ブラッドリー『論理学』90
§3.その相違は「外延」と「内包」という用語によって表現することができる。これらの語は英国の公衆によって好まれており、「内包」という語の見境のない使用は優れた人のなかにも認められる。しかし、それらは論理学のためには有用ではない。不必要であり反論の余地のあるものである。一般的に使用される語に対して利点があるわけではないし、加えて、明確な悪影響がある。「内包」とは「含む」ことである。そして、ある語の意味はそこに含まれているものではない。個物の名では、恐らく意味は「内包されている」と言えるだろうが、「赤い」といった形容詞や「赤さ」といった抽象の場合、「内包されている」ものは明らかに諸属性ではなく、個別の性質である。こうした濫用からは曖昧さ以外のものは生じ得ない。もし、ある語をそこに含まれる意味として、より一般的には直接的な意味を伝えるものとして<使おう>とするなら、自分の選択が既にある程度誘因となって引き起こしている混乱を予期せねばならない。

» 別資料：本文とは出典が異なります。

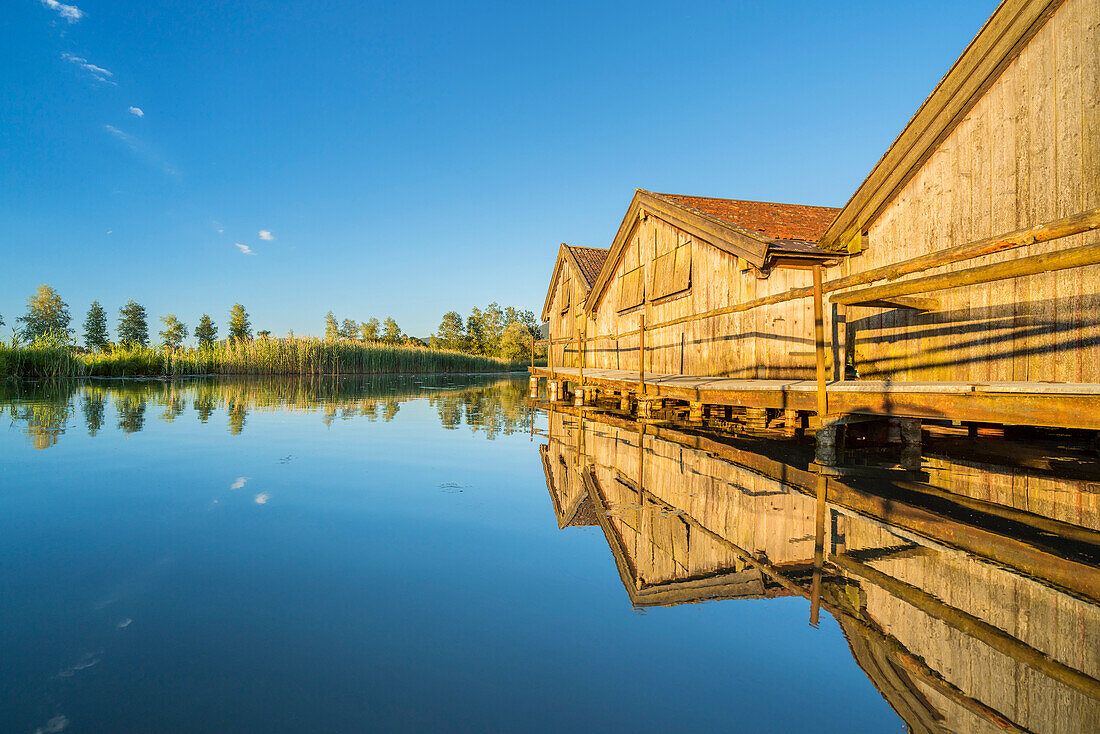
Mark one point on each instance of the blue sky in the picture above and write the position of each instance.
(409, 159)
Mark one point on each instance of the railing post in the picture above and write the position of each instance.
(820, 343)
(580, 360)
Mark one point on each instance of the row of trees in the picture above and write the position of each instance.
(47, 314)
(491, 331)
(370, 330)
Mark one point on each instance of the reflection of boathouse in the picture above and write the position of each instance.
(961, 626)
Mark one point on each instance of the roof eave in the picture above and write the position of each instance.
(999, 41)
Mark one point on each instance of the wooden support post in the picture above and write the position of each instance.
(790, 423)
(815, 589)
(580, 360)
(820, 342)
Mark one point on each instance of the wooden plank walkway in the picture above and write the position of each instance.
(1049, 404)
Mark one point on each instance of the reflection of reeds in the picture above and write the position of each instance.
(264, 357)
(488, 406)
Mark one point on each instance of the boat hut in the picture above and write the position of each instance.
(675, 256)
(988, 200)
(574, 271)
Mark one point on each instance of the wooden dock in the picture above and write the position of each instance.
(1048, 404)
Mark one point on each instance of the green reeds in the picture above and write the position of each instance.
(52, 358)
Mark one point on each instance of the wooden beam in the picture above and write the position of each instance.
(914, 303)
(1088, 254)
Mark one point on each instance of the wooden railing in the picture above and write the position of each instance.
(890, 294)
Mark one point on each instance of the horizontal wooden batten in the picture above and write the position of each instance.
(1088, 254)
(1018, 403)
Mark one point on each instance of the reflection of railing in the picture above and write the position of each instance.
(890, 295)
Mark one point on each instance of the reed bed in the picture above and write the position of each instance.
(48, 358)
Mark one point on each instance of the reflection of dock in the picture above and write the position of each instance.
(967, 616)
(1069, 405)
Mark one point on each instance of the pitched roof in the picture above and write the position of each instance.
(589, 260)
(778, 221)
(998, 43)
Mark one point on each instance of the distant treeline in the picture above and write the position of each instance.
(491, 331)
(43, 348)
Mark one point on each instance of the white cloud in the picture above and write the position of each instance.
(143, 151)
(72, 13)
(97, 72)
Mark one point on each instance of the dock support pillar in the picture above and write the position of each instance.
(910, 442)
(756, 418)
(791, 424)
(825, 452)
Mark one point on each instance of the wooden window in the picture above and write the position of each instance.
(671, 272)
(631, 288)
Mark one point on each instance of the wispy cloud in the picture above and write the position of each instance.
(72, 13)
(97, 72)
(142, 150)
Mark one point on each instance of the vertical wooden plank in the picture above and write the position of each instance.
(1042, 183)
(1068, 30)
(1003, 206)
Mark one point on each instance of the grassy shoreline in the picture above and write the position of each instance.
(45, 359)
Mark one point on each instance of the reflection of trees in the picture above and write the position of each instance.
(92, 406)
(44, 409)
(131, 409)
(485, 404)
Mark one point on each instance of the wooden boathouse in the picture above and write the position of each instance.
(961, 280)
(968, 612)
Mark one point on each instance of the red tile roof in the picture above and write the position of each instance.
(778, 221)
(590, 260)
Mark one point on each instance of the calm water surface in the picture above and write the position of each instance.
(414, 554)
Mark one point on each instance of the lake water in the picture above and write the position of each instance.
(430, 554)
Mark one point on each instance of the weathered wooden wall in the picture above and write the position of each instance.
(1026, 153)
(564, 321)
(769, 342)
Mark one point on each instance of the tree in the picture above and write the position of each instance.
(451, 333)
(95, 328)
(206, 331)
(475, 338)
(240, 327)
(516, 342)
(133, 328)
(391, 332)
(45, 314)
(331, 328)
(174, 331)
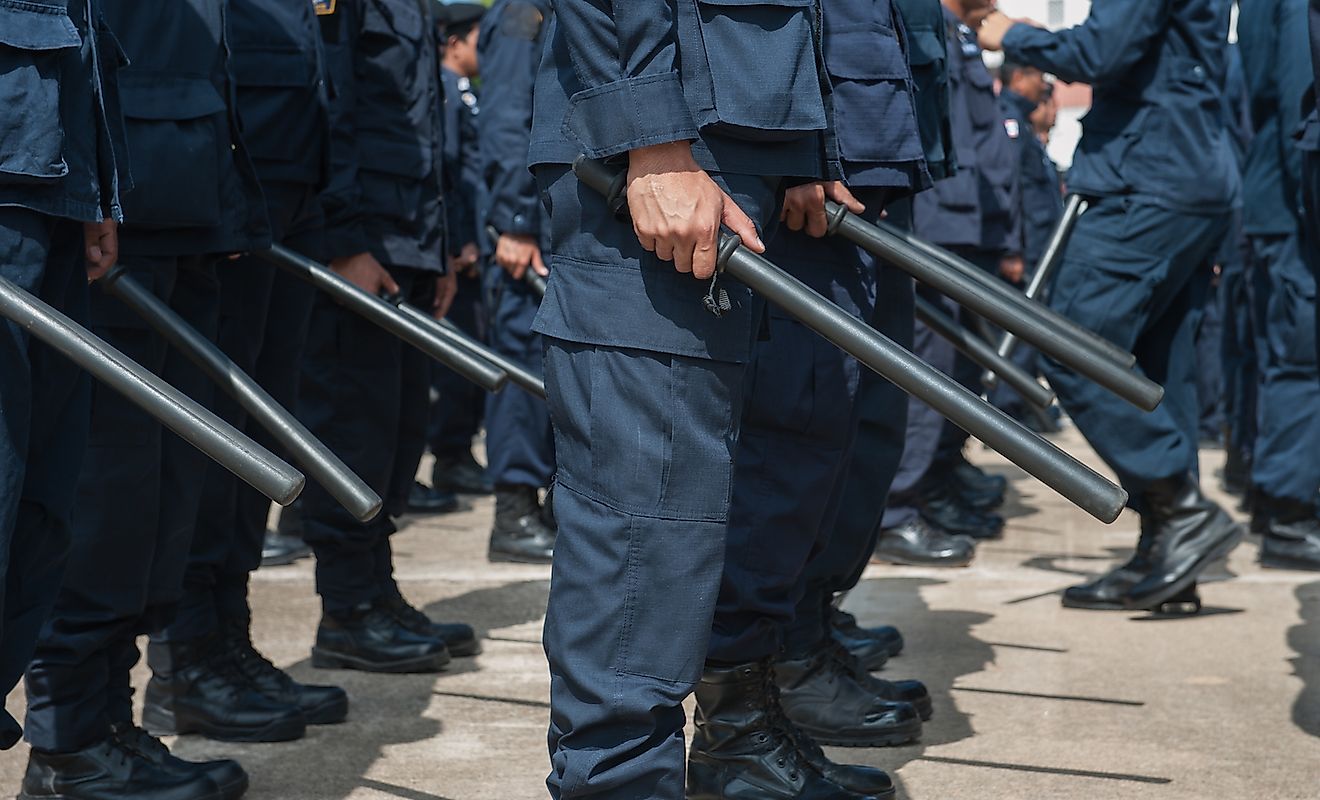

§4.この不注意な用語法に伴い、既に部分的には反駁しておいた迷信がある(第二章§17)。語は「非内包的」でもあり得ると言われる。それらは主語のみ、あるいは属性のみを意味することができる、と言われる。そうした主張は退けられねばならない。「白さ」といった語が単に抽象的な性質だけをあらわすようなことはない。直接的にはそれを意味している。しかし、間接的に、白さの現実の事例、それに含まれる個物を指しているのである。それは、我々が既に反駁しておいた教義についても言える。ある個物の名前はある種の属性を運び含んでいなければならず、そうでないと個物と名との結びつきが心理学的に不可能となる。記号が何も意味しないが何かをあらわすと仮定するのは、単に考えが足りないのである。